Career and business coach Amina Altai was drawn to One South First, a luxury apartment building in Brooklyn’s Williamsburg neighborhood, because of its home office space, which includes two private conference rooms and a larger meeting room. She reluctantly took a studio in the building because there was nothing else available, but when a two-bedroom opened up, she realized she didn’t have one. didn’t need.

“This amenity space is amazing,” she said. “I use it at least twice a month.”

For Ms. AlTai, the space has allowed her to resume in-person meetings, a crucial part of her business that has been interrupted during the pandemic. She had tried typical coworking spaces, but said the quality was inconsistent. At One South First, she pays $100 for a four-hour rental of a private room where she can seat her client in a chair overlooking Domino Park and the East River.

“Sometimes there are experiences that can’t be translated through the screen,” she said.

These spaces can also help tenants reduce other monthly costs, including transportation and restaurant meals. “If I don’t commute, I save $100 a month,” said Mr. LaSalvia of Moody’s.

But one of the most overlooked perks is something an apartment alone can’t provide, a perk many workers crave after two years of working remotely: a social experience. “It creates a more community vibe,” Mr. Vance said.
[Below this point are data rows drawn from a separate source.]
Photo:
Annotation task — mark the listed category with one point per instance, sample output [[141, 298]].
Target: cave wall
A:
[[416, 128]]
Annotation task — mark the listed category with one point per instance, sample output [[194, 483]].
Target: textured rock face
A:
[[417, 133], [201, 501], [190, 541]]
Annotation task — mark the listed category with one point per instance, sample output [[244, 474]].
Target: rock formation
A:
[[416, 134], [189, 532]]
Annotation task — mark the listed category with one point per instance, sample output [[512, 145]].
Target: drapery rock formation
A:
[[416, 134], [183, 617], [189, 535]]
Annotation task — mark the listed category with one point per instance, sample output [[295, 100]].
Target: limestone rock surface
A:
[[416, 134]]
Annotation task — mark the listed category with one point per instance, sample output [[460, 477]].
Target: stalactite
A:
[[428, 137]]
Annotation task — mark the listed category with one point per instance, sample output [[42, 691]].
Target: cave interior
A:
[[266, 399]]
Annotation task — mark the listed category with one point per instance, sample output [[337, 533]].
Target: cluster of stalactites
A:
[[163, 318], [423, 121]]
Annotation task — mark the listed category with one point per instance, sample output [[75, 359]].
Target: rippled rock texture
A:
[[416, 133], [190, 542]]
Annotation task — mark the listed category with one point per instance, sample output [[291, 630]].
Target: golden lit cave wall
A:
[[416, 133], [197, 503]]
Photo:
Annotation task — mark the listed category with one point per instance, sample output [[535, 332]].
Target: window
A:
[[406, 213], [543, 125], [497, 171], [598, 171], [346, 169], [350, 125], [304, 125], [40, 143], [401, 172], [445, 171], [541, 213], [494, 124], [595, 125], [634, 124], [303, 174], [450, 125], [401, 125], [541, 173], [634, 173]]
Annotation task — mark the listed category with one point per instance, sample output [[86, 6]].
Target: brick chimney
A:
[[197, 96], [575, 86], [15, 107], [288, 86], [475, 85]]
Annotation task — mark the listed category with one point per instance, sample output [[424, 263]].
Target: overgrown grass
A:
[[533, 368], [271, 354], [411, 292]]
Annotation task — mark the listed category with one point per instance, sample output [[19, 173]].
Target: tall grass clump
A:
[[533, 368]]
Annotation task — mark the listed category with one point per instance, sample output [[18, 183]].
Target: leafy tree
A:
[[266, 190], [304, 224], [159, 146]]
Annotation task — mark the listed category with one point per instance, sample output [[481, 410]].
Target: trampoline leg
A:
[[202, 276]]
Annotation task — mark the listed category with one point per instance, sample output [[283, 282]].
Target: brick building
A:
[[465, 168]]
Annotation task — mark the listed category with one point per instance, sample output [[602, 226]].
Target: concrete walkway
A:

At the Willoughby, Mr. Dossman and Ms. Li got to know their neighbors through social events like happy hour mixers and wine tastings in the work-from-home space. The experience inspired him and a friend to set up a meeting with other start-up founders in New York, saying it would cost $250 an hour to host an event in the building.

“We looked at a few different places for events, and it’s a lot cheaper than a bar,” he said. “It’s a good place to be and it’s getting better.”